Qué tienes? Cómo conseguiste los cigarros”, le conté que eran de mi amiga y más preocupada, creo, me preguntó “estás segura que eran cigarros no habrá sido otra cosa?”, claro que eran cigarros. Pasó un rato y me pude tranquilizar: ya no lloraba, ya respiraba mejor y la conciencia me decía “qué estúpida que eres, no puedo creer que hayas hecho eso”. Mi mamá, como era de esperar, se lo contó a mi papá. Él me hablaba, pero yo ya no quería hablar del tema; así que, me dijo “dime en qué salón estás porque mañana te voy a recoger”.


Ese mismo día, les conté lo ocurrido a mis amigas incluido que me iban a recoger con lo cual se alarmaron, sobretodo la propietaria de los cigarros quién me dijo asustada: “puta madre!! Eres menor de edad”. Para tranquilizarla le decía “descuida! No tienes de qué preocuparte, es responsabilidad mía no te ocurrirá nada”. Al día siguiente, mi amiga estaba hecha un manojo de nervios “puta madre!
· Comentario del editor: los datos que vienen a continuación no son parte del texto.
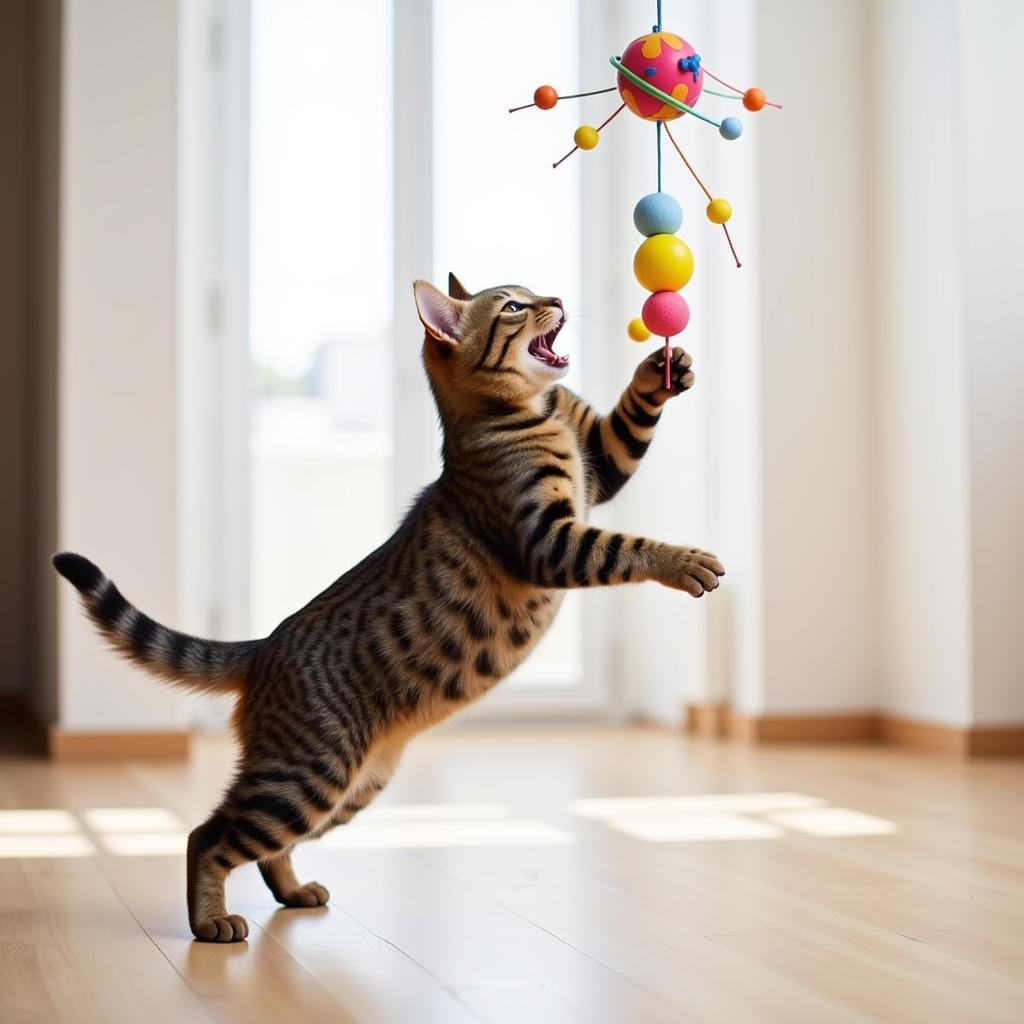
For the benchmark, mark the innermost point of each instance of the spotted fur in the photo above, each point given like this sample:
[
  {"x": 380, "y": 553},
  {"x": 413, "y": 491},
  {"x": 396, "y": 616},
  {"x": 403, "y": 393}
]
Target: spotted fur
[{"x": 435, "y": 616}]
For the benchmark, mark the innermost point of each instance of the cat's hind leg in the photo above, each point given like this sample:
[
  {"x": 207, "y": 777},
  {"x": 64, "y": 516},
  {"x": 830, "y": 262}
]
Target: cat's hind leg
[
  {"x": 280, "y": 878},
  {"x": 255, "y": 821}
]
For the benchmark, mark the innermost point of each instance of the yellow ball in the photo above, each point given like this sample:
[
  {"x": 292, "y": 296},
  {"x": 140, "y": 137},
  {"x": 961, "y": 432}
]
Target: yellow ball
[
  {"x": 719, "y": 211},
  {"x": 637, "y": 330},
  {"x": 664, "y": 263},
  {"x": 586, "y": 137}
]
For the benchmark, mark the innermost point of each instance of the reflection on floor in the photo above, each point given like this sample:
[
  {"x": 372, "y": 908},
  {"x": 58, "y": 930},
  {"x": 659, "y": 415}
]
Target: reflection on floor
[{"x": 578, "y": 873}]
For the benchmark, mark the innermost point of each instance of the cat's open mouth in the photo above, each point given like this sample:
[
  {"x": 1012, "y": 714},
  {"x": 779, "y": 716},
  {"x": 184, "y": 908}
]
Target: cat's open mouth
[{"x": 542, "y": 348}]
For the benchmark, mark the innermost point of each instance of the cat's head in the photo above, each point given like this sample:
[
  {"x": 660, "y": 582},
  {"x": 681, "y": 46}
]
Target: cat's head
[{"x": 498, "y": 343}]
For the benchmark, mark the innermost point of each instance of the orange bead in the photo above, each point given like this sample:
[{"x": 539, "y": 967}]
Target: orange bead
[
  {"x": 754, "y": 99},
  {"x": 545, "y": 96}
]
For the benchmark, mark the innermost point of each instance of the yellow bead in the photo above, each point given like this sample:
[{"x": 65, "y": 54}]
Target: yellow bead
[
  {"x": 664, "y": 263},
  {"x": 586, "y": 137},
  {"x": 719, "y": 211},
  {"x": 637, "y": 331}
]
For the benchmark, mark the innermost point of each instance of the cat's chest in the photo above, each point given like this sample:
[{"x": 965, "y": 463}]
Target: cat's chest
[{"x": 570, "y": 461}]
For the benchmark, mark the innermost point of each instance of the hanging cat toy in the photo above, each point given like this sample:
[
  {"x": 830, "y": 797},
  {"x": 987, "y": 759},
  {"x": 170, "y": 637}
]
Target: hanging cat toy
[{"x": 660, "y": 78}]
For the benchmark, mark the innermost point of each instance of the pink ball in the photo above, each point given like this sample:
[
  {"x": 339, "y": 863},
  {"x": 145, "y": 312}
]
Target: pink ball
[
  {"x": 666, "y": 313},
  {"x": 660, "y": 58}
]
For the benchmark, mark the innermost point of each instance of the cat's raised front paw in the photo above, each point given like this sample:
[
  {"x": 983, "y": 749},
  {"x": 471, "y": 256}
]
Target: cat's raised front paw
[
  {"x": 694, "y": 570},
  {"x": 649, "y": 376}
]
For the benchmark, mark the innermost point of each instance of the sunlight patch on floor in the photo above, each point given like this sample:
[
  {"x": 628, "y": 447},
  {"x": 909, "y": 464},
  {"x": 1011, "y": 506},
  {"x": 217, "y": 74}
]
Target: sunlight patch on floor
[
  {"x": 411, "y": 836},
  {"x": 713, "y": 817},
  {"x": 45, "y": 846},
  {"x": 37, "y": 822},
  {"x": 723, "y": 816},
  {"x": 732, "y": 803},
  {"x": 132, "y": 819},
  {"x": 834, "y": 821},
  {"x": 693, "y": 827},
  {"x": 432, "y": 812}
]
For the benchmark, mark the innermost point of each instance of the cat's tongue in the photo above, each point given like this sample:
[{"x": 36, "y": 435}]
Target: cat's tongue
[{"x": 541, "y": 348}]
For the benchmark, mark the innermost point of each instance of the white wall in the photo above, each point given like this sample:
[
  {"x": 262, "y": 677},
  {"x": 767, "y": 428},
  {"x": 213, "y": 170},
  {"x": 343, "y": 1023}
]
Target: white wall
[
  {"x": 815, "y": 359},
  {"x": 118, "y": 322},
  {"x": 990, "y": 148},
  {"x": 948, "y": 358}
]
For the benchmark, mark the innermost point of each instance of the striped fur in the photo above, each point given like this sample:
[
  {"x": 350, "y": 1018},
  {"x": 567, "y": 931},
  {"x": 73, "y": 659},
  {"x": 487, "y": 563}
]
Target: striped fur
[{"x": 439, "y": 613}]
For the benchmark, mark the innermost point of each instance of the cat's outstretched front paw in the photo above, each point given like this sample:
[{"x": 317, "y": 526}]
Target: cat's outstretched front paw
[
  {"x": 691, "y": 569},
  {"x": 649, "y": 376}
]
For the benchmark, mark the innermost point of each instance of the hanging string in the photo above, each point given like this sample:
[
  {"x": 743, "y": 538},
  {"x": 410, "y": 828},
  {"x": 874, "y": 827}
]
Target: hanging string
[
  {"x": 571, "y": 95},
  {"x": 658, "y": 133},
  {"x": 696, "y": 177},
  {"x": 768, "y": 102},
  {"x": 689, "y": 166}
]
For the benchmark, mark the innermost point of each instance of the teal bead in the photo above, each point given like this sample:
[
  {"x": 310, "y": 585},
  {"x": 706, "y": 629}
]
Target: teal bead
[
  {"x": 731, "y": 128},
  {"x": 657, "y": 213}
]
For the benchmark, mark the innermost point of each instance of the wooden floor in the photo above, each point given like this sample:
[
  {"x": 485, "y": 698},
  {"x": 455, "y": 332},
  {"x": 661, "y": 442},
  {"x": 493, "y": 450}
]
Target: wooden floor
[{"x": 526, "y": 876}]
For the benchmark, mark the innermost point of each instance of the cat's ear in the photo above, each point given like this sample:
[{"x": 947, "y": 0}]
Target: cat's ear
[
  {"x": 438, "y": 312},
  {"x": 457, "y": 289}
]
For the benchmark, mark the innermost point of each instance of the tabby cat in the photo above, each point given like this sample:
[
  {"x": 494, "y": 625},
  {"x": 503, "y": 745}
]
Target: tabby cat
[{"x": 435, "y": 616}]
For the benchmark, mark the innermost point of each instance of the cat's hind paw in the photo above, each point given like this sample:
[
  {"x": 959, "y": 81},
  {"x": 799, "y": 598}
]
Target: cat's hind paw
[
  {"x": 229, "y": 928},
  {"x": 311, "y": 894}
]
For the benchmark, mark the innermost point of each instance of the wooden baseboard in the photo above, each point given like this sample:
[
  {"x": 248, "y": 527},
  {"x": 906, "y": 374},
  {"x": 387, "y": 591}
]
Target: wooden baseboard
[
  {"x": 845, "y": 728},
  {"x": 708, "y": 719},
  {"x": 967, "y": 741},
  {"x": 73, "y": 744}
]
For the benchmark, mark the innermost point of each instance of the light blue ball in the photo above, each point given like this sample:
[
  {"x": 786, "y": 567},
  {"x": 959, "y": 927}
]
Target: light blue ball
[
  {"x": 657, "y": 213},
  {"x": 731, "y": 128}
]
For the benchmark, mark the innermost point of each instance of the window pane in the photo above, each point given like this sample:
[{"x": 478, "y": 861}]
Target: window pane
[{"x": 321, "y": 285}]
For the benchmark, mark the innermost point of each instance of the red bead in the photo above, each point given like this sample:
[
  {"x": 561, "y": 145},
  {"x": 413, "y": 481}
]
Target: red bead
[
  {"x": 754, "y": 99},
  {"x": 545, "y": 96},
  {"x": 666, "y": 313}
]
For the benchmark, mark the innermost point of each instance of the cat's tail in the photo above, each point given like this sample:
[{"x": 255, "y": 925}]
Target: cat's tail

Le dije a mi tía (como no es de la ciudad, no vive con sus padres) y me regañó” recuerdo me dijo mientras me burlaba de sus nervios (“más concha yo” jaja). Ese día teníamos que hacer una actividad grupal en lengua1, faltaba poco para terminar la clase y la preocupación aumentaba en el grupo, tanto que me habían pegado sus nervios. Miraban a cada rato a la puerta y me estresaba más. En eso una de ellas sale al baño y cuando vuelve me dice asustada “creo que afuera está tu papá y tiene cara de molesto”. Me asomé y dije “ah! Sí, es él. Pero está normal. Hay que terminar el trabajo para irnos”. “NO!! Vete de una vez, no quiero que me haga bronca tu viejo” yo simplemente me reía de la situación porque sabía que no iba a pasar nada malo y me fui.
A la semana siguiente seguían fumando y yo decía en broma “pásame un cigarro” era gracioso ver como caían sobre mí un par de ojos asesinos junto con un “ NO FUMES MIERDA!!” casi golpeándome. De ves en cuando bromeaba con querer continuar mis clases de fumar. En otra ocasión dije que iba a comprar un cigarro, pero no me creyeron hasta que fuimos a la tienda y lo hice “ve! Está mierda!!” me decían.
Aquella vez no quería fumar, sólo prender el cigarro. Lo ocurrido me sirvió para comprobar que no le encuentro el mínimo gusto por el cigarro y si alguien me pregunta ‘fumas?’ le respondo “No, gracias. Hoy no quiero morirme, pero si quieres lo enciendo”.

1 comentario:

  1. puta!! soy yo la q hablaba asi!!!
    no puedo creer q te acuerdes de todo!! hasta de mi expresion y todooooo...asuuuuuuu
    "ve esta mierda" hace tiempo que no escuchaba esa palabra!! amiga te quierooo de verdadd
    tu recuerdo esta de la ptm nose como puedes recordar exactamente mis palabras???